A week later, the results of Haiti's first ostensibly "democratic" presidential election since the ousting of democratically-elected president Jean-Bertrand Aristide are still indeterminate. Why is that?


image by Dominique Esser from HaitiAction.org

As Brian Concannon reports on HaitiAction.net
"Haiti's elections on February 7 went well enough that the post-election vote counting should have been uncontroversial. The turnout was huge, there was almost no violence, and the people's choice was so clear that the second place finisher received less than 12% of the vote. But incredibly, a week later the final results have not been declared, and the Electoral Council is in disarray. The voters have taken to the streets to protect their vote, and the clear winner is alleging fraud"

René Preval, who, in the most recent reported count, won 48.76% of the vote with 90% of the ballots counted, is calling for an inquiry into the election, charging fraud:
We are convinced that either massive fraud or gross errors stain the (electoral) process" Preval said earlier in the day, adding that the official results "do not correspond with reality."

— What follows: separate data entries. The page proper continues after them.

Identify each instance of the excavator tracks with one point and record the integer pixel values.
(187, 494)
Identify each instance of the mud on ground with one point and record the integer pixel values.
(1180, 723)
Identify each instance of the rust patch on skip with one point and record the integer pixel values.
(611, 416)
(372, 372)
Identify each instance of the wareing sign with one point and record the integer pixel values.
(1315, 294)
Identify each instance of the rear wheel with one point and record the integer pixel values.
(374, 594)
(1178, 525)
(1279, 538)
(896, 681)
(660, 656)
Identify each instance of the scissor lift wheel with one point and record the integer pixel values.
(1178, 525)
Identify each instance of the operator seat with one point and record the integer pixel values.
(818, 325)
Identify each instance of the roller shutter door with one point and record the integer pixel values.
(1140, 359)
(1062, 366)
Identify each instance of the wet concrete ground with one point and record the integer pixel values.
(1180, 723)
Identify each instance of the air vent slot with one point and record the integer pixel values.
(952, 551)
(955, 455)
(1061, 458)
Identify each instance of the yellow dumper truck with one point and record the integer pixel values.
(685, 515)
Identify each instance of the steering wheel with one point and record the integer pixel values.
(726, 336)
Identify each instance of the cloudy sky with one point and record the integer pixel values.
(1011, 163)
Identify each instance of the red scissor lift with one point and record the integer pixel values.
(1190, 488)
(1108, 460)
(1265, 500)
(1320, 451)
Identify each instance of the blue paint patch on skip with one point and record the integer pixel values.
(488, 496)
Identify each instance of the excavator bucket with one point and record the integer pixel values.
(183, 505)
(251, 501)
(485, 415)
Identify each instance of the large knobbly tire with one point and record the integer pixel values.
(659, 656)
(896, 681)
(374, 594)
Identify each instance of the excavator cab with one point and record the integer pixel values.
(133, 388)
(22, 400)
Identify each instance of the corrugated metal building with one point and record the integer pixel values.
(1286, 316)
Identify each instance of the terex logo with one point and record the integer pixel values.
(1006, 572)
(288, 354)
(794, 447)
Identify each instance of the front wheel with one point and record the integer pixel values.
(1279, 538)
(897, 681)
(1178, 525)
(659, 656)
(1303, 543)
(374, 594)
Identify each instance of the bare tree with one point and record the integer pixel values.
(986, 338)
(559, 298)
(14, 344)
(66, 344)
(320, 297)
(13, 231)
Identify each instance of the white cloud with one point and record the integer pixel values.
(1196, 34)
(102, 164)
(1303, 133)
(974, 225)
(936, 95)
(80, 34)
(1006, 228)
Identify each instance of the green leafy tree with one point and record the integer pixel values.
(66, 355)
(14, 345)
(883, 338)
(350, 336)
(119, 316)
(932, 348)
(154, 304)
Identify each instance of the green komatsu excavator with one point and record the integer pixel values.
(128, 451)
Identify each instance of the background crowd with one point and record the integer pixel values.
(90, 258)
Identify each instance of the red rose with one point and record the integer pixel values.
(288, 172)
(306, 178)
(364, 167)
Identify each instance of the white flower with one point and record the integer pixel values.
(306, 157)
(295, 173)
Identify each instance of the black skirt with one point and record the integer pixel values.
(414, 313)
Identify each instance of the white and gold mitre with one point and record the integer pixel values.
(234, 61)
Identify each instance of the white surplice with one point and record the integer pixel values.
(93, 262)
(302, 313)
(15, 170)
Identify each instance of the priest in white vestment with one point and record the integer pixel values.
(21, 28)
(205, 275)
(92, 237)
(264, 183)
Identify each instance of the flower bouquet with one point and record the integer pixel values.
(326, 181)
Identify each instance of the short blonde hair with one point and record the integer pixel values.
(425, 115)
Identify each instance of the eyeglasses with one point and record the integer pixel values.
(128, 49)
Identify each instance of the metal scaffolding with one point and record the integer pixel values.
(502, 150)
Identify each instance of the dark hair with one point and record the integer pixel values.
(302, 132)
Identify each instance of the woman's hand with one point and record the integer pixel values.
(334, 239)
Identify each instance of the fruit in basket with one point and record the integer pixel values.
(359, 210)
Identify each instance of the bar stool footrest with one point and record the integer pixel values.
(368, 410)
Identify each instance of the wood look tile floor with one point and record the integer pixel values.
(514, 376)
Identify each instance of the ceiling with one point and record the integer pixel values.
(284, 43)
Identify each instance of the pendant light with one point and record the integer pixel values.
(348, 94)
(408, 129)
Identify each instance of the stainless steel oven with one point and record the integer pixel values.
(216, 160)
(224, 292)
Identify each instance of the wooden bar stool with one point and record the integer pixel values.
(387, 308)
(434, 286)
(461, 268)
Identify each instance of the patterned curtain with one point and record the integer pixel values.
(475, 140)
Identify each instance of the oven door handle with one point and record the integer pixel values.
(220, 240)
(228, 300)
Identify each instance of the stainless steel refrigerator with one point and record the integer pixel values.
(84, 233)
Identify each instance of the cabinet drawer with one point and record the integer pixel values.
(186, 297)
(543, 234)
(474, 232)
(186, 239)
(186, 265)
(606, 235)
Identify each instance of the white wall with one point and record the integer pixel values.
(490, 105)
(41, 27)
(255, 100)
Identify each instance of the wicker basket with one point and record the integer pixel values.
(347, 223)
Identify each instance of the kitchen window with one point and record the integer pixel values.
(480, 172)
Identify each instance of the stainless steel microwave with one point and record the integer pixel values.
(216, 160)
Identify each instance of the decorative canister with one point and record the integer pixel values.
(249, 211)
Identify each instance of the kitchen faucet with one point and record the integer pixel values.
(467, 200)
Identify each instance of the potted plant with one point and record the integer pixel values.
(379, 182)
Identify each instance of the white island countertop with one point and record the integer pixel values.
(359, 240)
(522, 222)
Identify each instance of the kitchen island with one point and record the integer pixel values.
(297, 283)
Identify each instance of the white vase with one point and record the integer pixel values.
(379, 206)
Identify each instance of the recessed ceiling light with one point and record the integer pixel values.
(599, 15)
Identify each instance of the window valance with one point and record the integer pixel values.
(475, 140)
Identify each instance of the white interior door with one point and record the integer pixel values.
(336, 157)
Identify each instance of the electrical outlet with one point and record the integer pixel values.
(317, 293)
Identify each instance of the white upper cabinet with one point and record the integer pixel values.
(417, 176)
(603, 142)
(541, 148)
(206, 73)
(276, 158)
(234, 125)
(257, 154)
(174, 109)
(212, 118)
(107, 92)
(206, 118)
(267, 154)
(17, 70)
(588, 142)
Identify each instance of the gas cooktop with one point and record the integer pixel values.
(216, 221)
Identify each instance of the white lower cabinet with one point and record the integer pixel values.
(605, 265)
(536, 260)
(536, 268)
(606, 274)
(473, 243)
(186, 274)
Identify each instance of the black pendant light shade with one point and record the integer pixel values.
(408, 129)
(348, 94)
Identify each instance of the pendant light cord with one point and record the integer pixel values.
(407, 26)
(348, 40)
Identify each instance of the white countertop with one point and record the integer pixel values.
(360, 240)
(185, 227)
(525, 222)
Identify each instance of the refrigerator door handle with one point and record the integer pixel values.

A pro-Preval demonstrator. Image from La Patria

Pro-Preval and anti-imperialist demonstrations continue despite the repressive tactics of the occupying force (consisting of approximately 7,300 U.N. troops and 1,750 international police). One person was brutally killed when "peacekeepers" opened fire on a demonstration yesterday.

Under conditions of ongoing occupation (now entering its third year, as we near the second anniversary of the coup in which democratically elected president Jean-Bertrand Aristide was ousted by a coalition of imperialist nations) how can elections be anything but anti-democratic? In nations that support the occupation, the Haitian elections are trumpeted as a sign of democracy returning to Haiti; but democracy is not compossible or compatible with occupation.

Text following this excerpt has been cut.